El trabajo de Mikael Luxor se desarrolla en el punto de convergencia entre el arte, la ciencia y la conciencia. Su investigación parte de la premisa de que toda forma visible responde a una estructura matemática subyacente y que comprenderla —a través de la geometría sagrada y la observación meditativa— permite acceder a estados de mayor coherencia energética y cognitiva.
A través de su obra pictórica y experimental, Luxor propone una reformulación del arte como instrumento científico de exploración de la realidad expandida. Sus composiciones se fundamentan en principios geométricos que reflejan los patrones universales presentes en la naturaleza, el cuerpo humano y los campos de energía que lo rodean.
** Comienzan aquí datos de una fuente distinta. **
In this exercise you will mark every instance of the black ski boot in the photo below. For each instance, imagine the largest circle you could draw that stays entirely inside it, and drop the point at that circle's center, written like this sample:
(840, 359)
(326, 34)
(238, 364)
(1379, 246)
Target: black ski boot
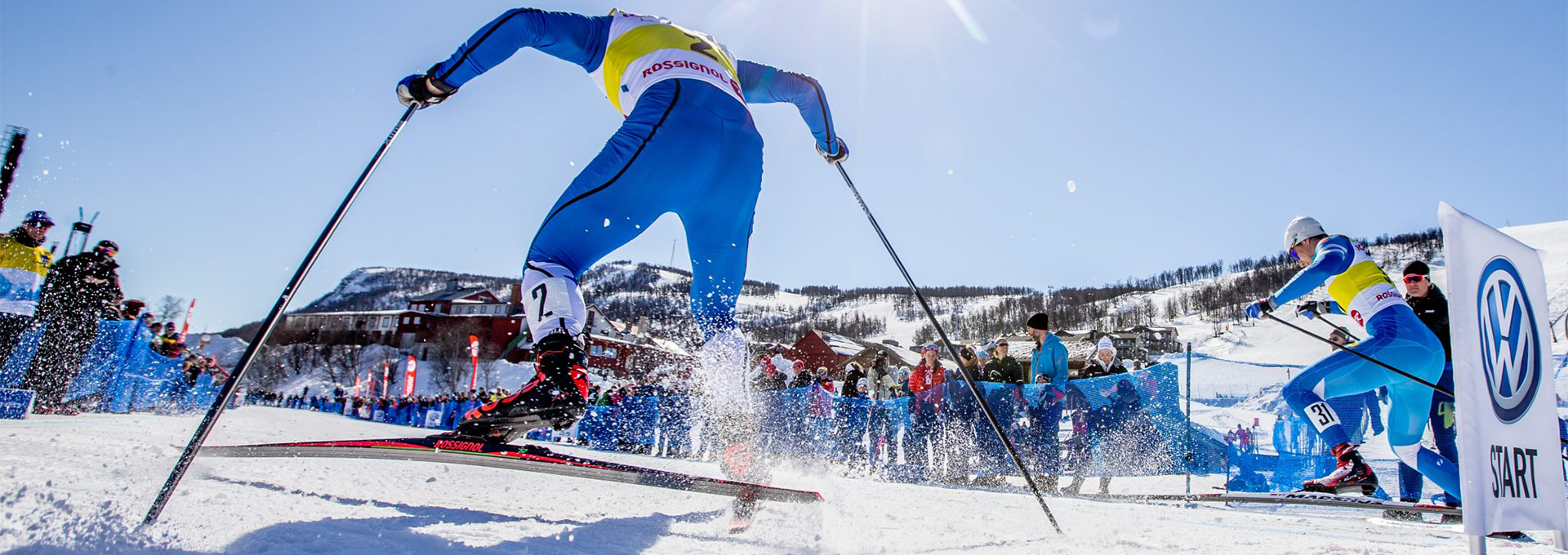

Cada obra constituye un laboratorio visual en el que confluyen la proporción, la vibración y la resonancia como lenguajes de un orden superior. Esta integración entre precisión matemática y contemplación interior ofrece al espectador una experiencia perceptiva capaz de reorganizar su propio sistema biológico y emocional.
En su conjunto, la obra de Mikael Luxor no busca representar el mundo, sino revelar las leyes invisibles que lo sostienen. Desde esta visión, el arte se convierte en una vía de expansión de la conciencia y en una ciencia aplicada al conocimiento del ser.